|
My $.02 on this is that Prezi should have not awarded the researcher the cash under the bug bounty program, however they should have given him a reward anyway. Awarding the money as part of the bug bounty wouldn't be fair play under the rules of that program, but he potentially saved them a TON of money and problems. As such, he should be rewarded somehow. Further, had he been less than honest, he may have been able to leverage the code itself to find more than one $500 bug.
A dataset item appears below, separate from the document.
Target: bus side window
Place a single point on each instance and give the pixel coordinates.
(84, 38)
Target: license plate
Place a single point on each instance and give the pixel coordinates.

I think Prezi should have done something like this: * Acknowledge the problem and the seriousness of it * offer a reward, but not under the bounty, just a "thanks" * Have him sign an NDA about the source itself, and the specific details of the issue, and the amount of the award * Allowed him to write up the experience should he choose (good PR for prezi) * (maybe) offered a contract for the researcher to find more such issues, or announced a different program as a result of it. The reasoning behind doing it outside the program is that Prezi needs to walk a fine line between saying "just attack everything and we'll pay you!", "we are too process driven for our own good", or they end up getting bad press from people who tried to follow the rules not getting anything, but cheaters are getting paid. |
I'm not sure I agree with this particular argument, it essentially reduces the concept of a bug bounty to blackmail. This mindset is not a constructive one.
The tester should get rewarded for their hard work and helpfulness, not the decision to follow the law.